Souterrain, Cashellahenny, Co. Mayo
Co. Mayo |
Settlement Sites
Beneath the interior of a stone cashel in Cashellahenny, County Mayo, a passage runs underground that the Ordnance Survey mapmakers of 1920 simply labelled "Cave".
It is a souterrain, an underground stone-lined tunnel of the kind built throughout early medieval Ireland, typically for storage, refuge, or ventilation of a settlement. The entrance opening, roughly a metre across in either direction, sits in the western half of the cashel interior, about five metres from the enclosing wall. Below that opening, the passage runs on an east-west axis, its walls built in drystone technique and its ceiling formed from massive roofing slabs.

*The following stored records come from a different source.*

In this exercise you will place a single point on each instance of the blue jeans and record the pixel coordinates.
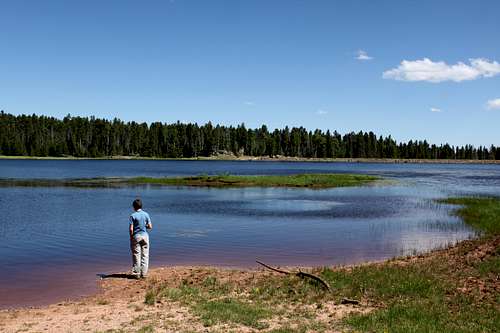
(139, 245)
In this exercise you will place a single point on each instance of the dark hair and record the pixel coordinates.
(137, 204)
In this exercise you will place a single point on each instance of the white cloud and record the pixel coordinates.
(493, 104)
(427, 70)
(363, 56)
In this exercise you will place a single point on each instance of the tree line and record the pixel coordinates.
(33, 135)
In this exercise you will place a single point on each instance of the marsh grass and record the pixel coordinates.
(429, 296)
(451, 290)
(481, 213)
(226, 180)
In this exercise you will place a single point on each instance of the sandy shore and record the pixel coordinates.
(267, 159)
(120, 304)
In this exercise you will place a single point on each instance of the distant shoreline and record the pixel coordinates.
(264, 159)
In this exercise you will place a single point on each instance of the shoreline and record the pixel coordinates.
(444, 290)
(260, 159)
(121, 304)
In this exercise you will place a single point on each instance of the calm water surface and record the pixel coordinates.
(56, 239)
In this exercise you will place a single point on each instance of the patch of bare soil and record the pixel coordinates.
(119, 305)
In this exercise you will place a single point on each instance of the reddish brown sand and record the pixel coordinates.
(119, 305)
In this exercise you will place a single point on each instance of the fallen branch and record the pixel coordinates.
(300, 274)
(349, 301)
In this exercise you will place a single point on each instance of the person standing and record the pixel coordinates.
(139, 223)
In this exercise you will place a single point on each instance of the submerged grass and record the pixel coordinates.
(299, 180)
(452, 290)
(225, 180)
(448, 292)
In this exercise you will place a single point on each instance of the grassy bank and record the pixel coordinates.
(301, 180)
(453, 290)
(262, 158)
(450, 290)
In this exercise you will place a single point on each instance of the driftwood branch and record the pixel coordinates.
(300, 274)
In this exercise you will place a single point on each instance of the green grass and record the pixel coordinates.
(481, 213)
(425, 296)
(300, 180)
(447, 291)
(230, 310)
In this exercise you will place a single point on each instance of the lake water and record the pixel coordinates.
(55, 240)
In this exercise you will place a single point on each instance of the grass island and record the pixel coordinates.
(316, 181)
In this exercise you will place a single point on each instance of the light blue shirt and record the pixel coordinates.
(139, 219)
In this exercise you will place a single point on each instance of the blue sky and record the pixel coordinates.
(412, 69)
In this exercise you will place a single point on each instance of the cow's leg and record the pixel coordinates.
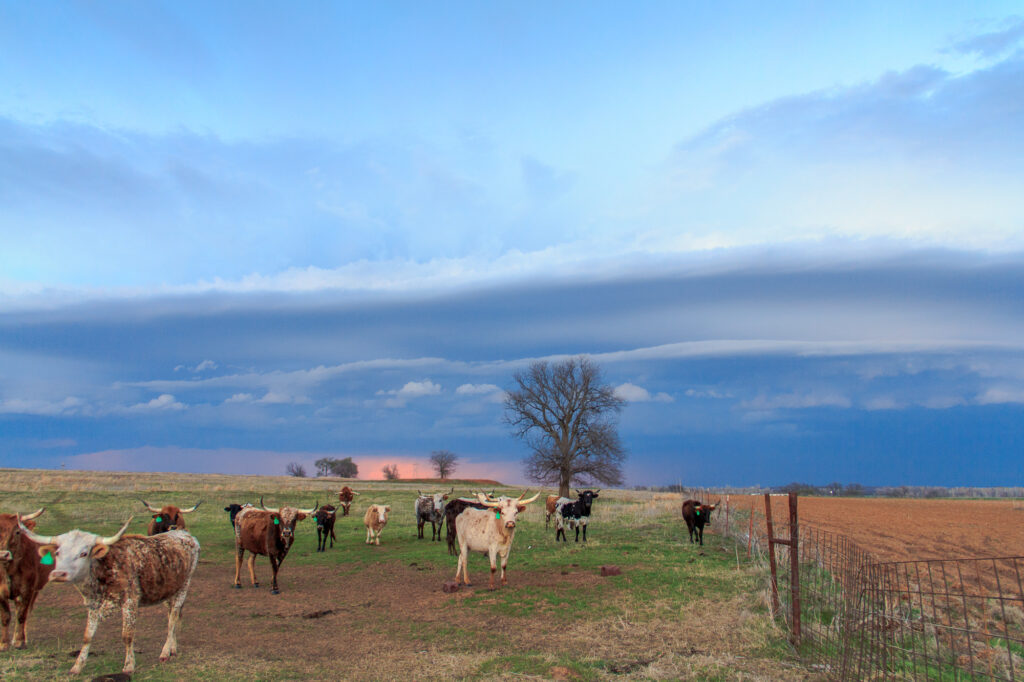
(25, 607)
(252, 569)
(274, 564)
(240, 553)
(96, 613)
(505, 560)
(5, 622)
(493, 555)
(129, 609)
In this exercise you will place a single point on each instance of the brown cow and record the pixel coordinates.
(24, 576)
(345, 497)
(168, 517)
(123, 571)
(268, 533)
(375, 519)
(696, 515)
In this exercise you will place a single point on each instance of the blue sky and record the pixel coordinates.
(244, 235)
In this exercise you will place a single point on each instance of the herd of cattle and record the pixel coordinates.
(130, 570)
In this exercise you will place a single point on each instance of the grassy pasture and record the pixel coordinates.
(367, 612)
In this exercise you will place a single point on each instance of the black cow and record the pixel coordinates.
(233, 510)
(452, 510)
(696, 516)
(429, 508)
(325, 526)
(577, 513)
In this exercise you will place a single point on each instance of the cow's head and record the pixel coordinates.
(168, 517)
(324, 514)
(506, 509)
(285, 519)
(382, 512)
(10, 534)
(72, 554)
(587, 498)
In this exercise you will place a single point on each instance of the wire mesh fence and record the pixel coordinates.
(858, 617)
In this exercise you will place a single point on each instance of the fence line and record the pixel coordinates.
(860, 617)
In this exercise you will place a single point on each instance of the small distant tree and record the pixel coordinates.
(567, 416)
(443, 463)
(328, 466)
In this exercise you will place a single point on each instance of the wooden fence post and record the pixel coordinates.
(750, 529)
(771, 556)
(795, 567)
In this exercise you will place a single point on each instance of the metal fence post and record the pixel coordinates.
(771, 556)
(795, 567)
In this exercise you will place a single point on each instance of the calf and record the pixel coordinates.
(23, 577)
(696, 516)
(577, 513)
(492, 530)
(345, 497)
(452, 510)
(168, 517)
(552, 505)
(375, 519)
(430, 508)
(233, 509)
(325, 526)
(125, 571)
(268, 533)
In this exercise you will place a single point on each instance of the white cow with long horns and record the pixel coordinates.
(125, 571)
(489, 530)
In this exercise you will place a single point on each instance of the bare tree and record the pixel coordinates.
(568, 418)
(443, 463)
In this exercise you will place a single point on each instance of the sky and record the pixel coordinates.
(242, 235)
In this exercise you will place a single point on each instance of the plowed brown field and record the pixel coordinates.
(897, 529)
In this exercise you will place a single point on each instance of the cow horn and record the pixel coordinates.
(272, 511)
(117, 536)
(33, 515)
(148, 506)
(42, 540)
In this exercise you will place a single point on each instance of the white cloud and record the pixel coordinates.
(797, 400)
(633, 393)
(164, 401)
(413, 389)
(998, 395)
(476, 389)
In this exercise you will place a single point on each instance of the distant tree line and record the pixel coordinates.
(836, 488)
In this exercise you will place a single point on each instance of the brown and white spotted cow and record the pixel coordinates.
(22, 577)
(489, 530)
(125, 571)
(265, 531)
(168, 517)
(345, 498)
(375, 519)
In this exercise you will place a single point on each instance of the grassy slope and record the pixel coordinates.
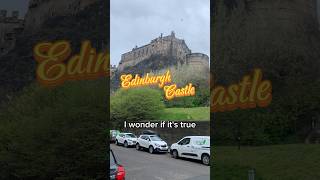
(192, 114)
(285, 162)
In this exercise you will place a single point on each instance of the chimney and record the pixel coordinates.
(3, 13)
(15, 14)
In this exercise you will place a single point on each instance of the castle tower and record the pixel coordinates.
(15, 14)
(3, 13)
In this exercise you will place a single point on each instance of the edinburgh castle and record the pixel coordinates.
(168, 46)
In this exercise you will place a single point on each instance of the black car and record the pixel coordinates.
(117, 171)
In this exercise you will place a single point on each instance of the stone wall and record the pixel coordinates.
(168, 46)
(41, 10)
(9, 27)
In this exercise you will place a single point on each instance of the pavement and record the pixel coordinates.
(140, 165)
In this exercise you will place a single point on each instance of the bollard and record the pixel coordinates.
(251, 174)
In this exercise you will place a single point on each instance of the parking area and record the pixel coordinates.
(140, 165)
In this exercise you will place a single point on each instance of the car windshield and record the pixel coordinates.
(130, 136)
(202, 141)
(155, 138)
(112, 160)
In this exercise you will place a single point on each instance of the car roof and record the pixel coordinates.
(149, 135)
(197, 137)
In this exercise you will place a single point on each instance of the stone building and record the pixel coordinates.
(164, 45)
(41, 10)
(9, 27)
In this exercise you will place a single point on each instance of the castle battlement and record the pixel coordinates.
(41, 10)
(162, 45)
(170, 46)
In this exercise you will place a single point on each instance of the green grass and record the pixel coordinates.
(192, 114)
(285, 162)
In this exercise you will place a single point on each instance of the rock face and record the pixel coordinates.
(18, 68)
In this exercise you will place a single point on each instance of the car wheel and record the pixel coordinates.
(151, 149)
(175, 154)
(205, 159)
(137, 147)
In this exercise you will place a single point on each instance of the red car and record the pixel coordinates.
(117, 171)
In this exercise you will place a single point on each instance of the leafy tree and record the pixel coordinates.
(55, 133)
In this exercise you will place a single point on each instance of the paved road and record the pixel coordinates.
(140, 165)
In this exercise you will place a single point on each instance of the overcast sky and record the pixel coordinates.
(15, 5)
(137, 22)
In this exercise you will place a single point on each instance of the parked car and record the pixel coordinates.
(193, 147)
(151, 142)
(117, 172)
(127, 139)
(149, 132)
(113, 135)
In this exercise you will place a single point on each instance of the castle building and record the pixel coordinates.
(164, 45)
(41, 10)
(9, 27)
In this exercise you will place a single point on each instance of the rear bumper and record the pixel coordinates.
(162, 149)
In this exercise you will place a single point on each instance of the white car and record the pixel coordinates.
(152, 142)
(193, 147)
(127, 139)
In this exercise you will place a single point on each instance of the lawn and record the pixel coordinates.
(191, 114)
(285, 162)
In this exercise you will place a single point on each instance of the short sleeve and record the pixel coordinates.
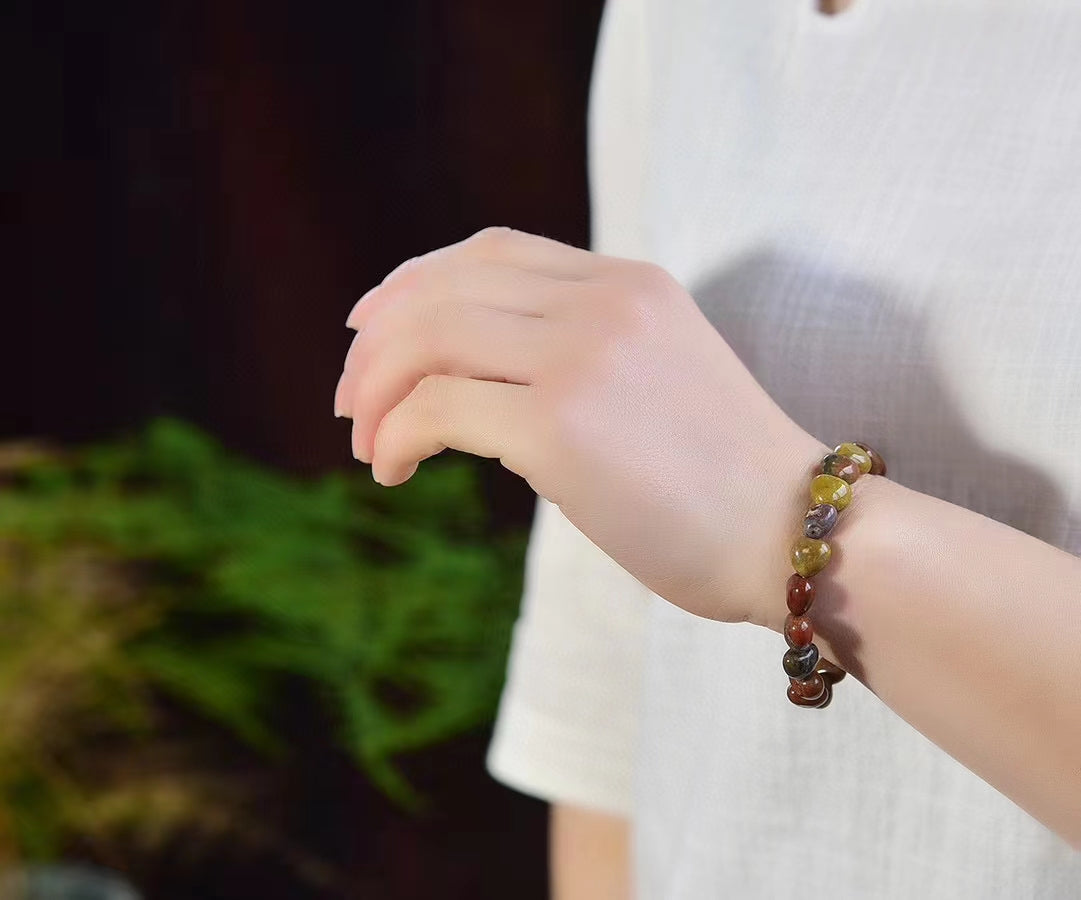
(568, 716)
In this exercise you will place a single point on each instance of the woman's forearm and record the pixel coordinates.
(968, 629)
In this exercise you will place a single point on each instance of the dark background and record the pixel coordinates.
(199, 192)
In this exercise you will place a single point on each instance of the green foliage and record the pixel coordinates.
(162, 565)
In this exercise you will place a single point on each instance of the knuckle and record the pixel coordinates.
(426, 400)
(429, 325)
(493, 239)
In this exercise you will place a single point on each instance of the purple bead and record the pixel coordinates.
(819, 521)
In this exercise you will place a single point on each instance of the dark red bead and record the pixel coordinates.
(800, 593)
(798, 631)
(819, 521)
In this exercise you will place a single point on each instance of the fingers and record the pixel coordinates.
(485, 418)
(409, 343)
(490, 267)
(532, 252)
(489, 284)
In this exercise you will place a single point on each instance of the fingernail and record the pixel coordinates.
(351, 318)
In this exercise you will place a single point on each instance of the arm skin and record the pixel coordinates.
(589, 855)
(965, 627)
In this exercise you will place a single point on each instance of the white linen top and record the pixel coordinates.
(881, 213)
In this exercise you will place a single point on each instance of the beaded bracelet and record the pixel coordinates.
(811, 679)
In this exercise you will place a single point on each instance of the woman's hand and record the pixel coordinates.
(601, 383)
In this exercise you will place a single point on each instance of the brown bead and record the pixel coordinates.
(844, 467)
(798, 631)
(800, 593)
(818, 702)
(829, 671)
(878, 464)
(809, 688)
(819, 521)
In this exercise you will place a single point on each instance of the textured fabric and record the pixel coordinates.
(881, 213)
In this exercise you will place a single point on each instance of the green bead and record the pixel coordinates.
(830, 489)
(857, 453)
(810, 555)
(844, 467)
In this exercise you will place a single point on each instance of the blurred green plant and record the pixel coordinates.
(161, 566)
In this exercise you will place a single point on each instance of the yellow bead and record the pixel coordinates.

A cashel is a roughly circular enclosure defined by a drystone wall, and this one contains the souterrain as a deliberate feature of its original design rather than a later addition. The passage is partly infilled now with loose stones and soil, so its full extent cannot easily be read from above, but something of its path can still be traced at ground level. A slight linear rise, a low scarp about a metre wide and roughly twenty-five centimetres high on its northern side, runs across the cashel floor from the opening at the west all the way to the cashel wall at the east-south-east. It is the buried passage pushing back against the surface, its presence made legible by the faintest topographic shadow.